This work addresses the sensitivity of existing deep multi-view clustering methods to heterogeneous noise commonly present in real-world scenarios and their inability to model the continuous variation of noise intensity. To this end, we propose QARMVC, a quality-aware robust multi-view clustering framework that introduces, for the first time, a fine-grained sample-level quality scoring mechanism. Specifically, semantic representations are extracted via the information bottleneck principle, and reconstruction errors are leveraged to quantify noise intensity. Building upon these quality scores, we design a quality-weighted contrastive learning strategy and a high-quality consensus fusion scheme to adaptively suppress noise interference during both feature extraction and view fusion. Extensive experiments demonstrate that QARMVC significantly outperforms state-of-the-art methods across five benchmark datasets, exhibiting exceptional robustness and clustering performance particularly under heterogeneous noise conditions.

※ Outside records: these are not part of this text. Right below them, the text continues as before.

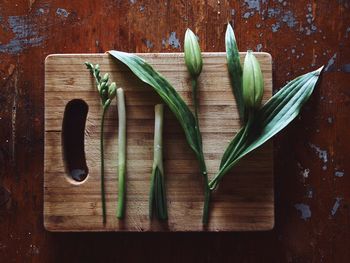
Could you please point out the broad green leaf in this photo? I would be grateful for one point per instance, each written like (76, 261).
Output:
(154, 79)
(234, 69)
(275, 115)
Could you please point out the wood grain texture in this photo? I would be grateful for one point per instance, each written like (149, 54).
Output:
(245, 199)
(300, 35)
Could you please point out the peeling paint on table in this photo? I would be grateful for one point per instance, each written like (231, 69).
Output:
(305, 211)
(26, 35)
(322, 154)
(336, 205)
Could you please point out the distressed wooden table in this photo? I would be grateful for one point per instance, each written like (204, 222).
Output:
(312, 171)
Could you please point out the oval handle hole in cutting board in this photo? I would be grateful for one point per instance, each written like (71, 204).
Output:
(73, 130)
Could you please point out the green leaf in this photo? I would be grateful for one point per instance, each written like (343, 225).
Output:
(275, 115)
(154, 79)
(235, 69)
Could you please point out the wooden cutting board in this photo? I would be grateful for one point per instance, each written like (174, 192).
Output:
(245, 199)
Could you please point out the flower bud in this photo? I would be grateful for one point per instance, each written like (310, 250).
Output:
(105, 77)
(253, 83)
(112, 90)
(193, 57)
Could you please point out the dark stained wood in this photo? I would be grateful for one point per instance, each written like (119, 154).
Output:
(300, 35)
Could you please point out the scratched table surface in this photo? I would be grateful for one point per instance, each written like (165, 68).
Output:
(312, 167)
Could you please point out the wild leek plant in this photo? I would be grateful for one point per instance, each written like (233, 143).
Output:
(107, 92)
(194, 64)
(121, 152)
(157, 199)
(259, 123)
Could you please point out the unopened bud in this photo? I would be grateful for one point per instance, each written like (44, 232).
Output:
(253, 82)
(193, 57)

Deep multi-view clustering has achieved remarkable progress but remains vulnerable to complex noise in real-world applications. Existing noisy robust methods predominantly rely on a simplified binary assumption, treating data as either perfectly clean or completely corrupted. This overlooks the prevalent existence of heterogeneous observation noise, where contamination intensity varies continuously across data. To bridge this gap, we propose a novel framework termed Quality-Aware Robust Multi-View Clustering (QARMVC). Specifically, QARMVC employs an information bottleneck mechanism to extract intrinsic semantics for view reconstruction. Leveraging the insight that noise disrupts semantic integrity and impedes reconstruction, we utilize the resulting reconstruction discrepancy to precisely quantify fine-grained contamination intensity and derive instance-level quality scores. These scores are integrated into a hierarchical learning strategy: at the feature level, a quality-weighted contrastive objective is designed to adaptively suppress the propagation of noise; at the fusion level, a high-quality global consensus is constructed via quality-weighted aggregation, which is subsequently utilized to align and rectify local views via mutual information maximization. Extensive experiments on five benchmark datasets demonstrate that QARMVC consistently outperforms state-of-the-art baselines, particularly in scenarios with heterogeneous noise intensities.